Thursday, September 25, 2014

Thinking in absolutes/Over-reliance on theory

I have been sharing my work with another scholar, a PHD student, who is my writing partner. She sees and thinks differently from me and is very sharp, always identifying incoherence in my work. Recently, she shared her observation that I often think in absolutes, it is either this or that, but I do not realized the nuance and complexity about my cases that my teachers can fall somewhere between the two extremes. This was similarly raised during my confirmation exercise last December. My examiners asked me why I saw "blind patriotism" and "constructive patriotism" as two extremes. Couldn't they be on a continuum?

The more I grapple with this, the more I realized the roots of my dichotomous thinking. When I first read about scholars' theories about the two types of patriotism, I was floored! I was so excited as I found theories that I can adopt into my study. But I forgot that the tradition from which these scholars were were from the positivist tradition and quantitative researchers. Nuances did not captivate them, they wanted a way to pigeon-hole people into two groups such that they can easily explained why some people were one way and other people another way. Subsequently, their theories became popular and replicated and theorized by others, yet... people have rarely questioned the limitations of dichotimizing people into just two groups!

What happened to me was that I was "being in the grip" of an existing theory rather than "having a grip" of this theory (p. 61). Rather than using the theory to help me frame my inquiry in a certain way to reflect my aims, I was trying to support someone else's agenda. Why should I be supporting these theorists' agenda? Shouldn't my research be adding on to knowledge, rather than simply reinforcing existing knowledge, even though reinforcing knowledge is not a bad thing in itself.
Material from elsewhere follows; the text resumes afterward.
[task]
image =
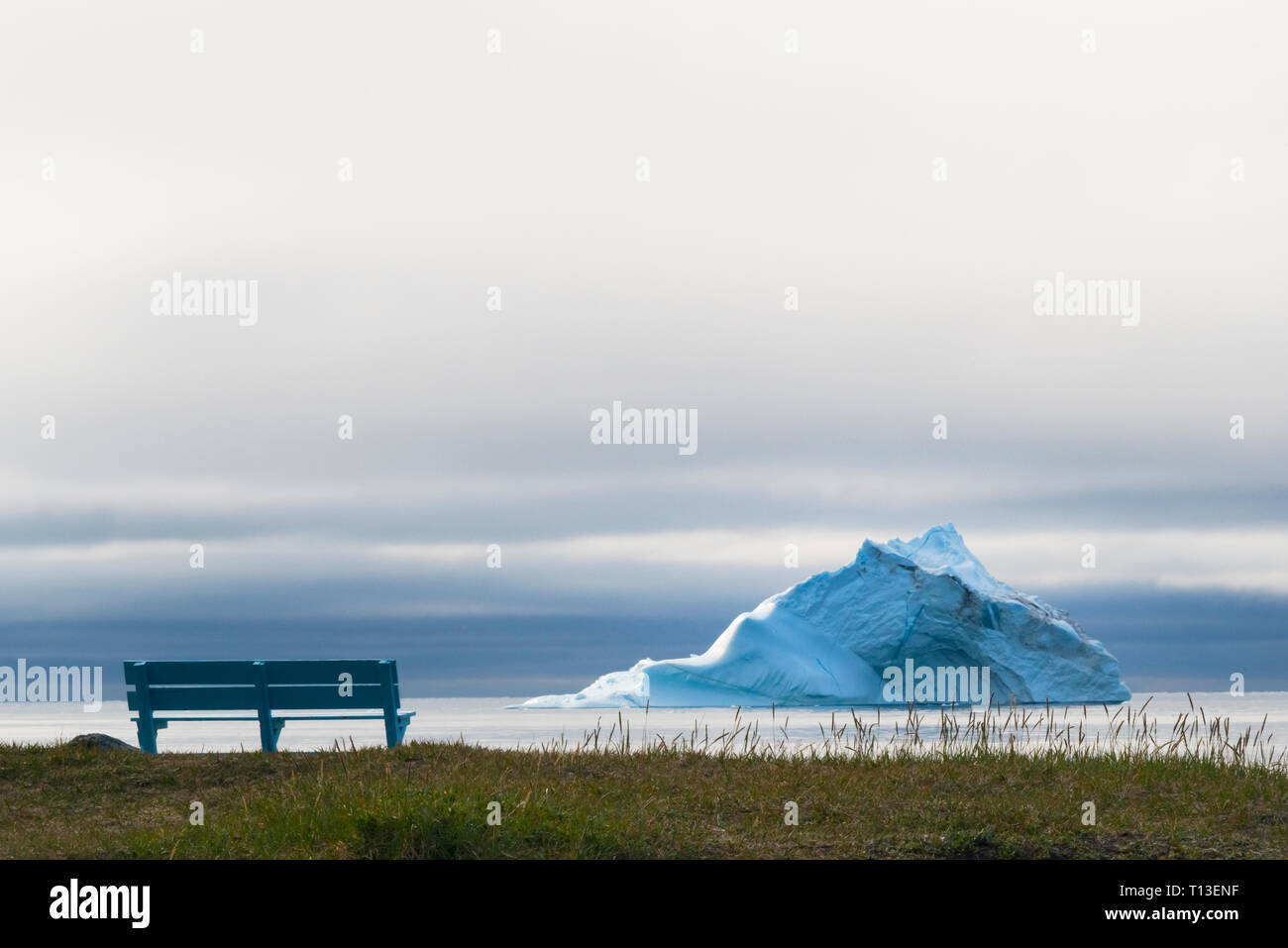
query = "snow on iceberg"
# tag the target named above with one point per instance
(850, 635)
It is important "to distinguish between ideas that were moving [my] inquiry forward and those that, however intellectually compelling, were causing [me] to spin [my wheels]." (p. 61)
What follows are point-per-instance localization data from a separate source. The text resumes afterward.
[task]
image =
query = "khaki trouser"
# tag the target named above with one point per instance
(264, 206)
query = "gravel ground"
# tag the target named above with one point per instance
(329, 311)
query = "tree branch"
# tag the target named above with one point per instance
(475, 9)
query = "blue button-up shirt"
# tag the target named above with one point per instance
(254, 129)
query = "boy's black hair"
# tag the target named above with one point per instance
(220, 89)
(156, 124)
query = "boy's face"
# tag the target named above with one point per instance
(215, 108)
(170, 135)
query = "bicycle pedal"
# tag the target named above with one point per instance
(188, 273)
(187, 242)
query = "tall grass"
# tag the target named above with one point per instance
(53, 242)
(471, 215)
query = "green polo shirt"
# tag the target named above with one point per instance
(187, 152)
This is how Schram (2006) puts it:
...what you should avoid is the tight embrace of theory as a singular preoccupation in your work. Imposing a well-established theory on your developing inquiry may set you up with a neat and satisfying framework for your study, but it may also prematurely shut down avenues of meaningful questioning or prevent you from seeing events and relationships that don't fit the theory...theory can provide perspective and suggest pattern, but it need not define what you can see.
Schram does not deny "the practical ways in which theory can contribute" to our work though, including:
  1. Offering us a way to connect our work to some larger issue or body of knowledge by inviting us to consider classes of events rather than single instances.
  2. Giving us a critical perspective to criticize prior work.
  3. Enabling us to not study everything by narrowing our decisions down "to attend to some things but not others in the course" of our inquiry (p. 60).
Schram, Thomas H. 2006. Conceptualizing and proposing qualitative research. 2 ed. Upper Saddle River, New Jersey and Columbus, Ohio: Pearson, Merrill Prentice Hall.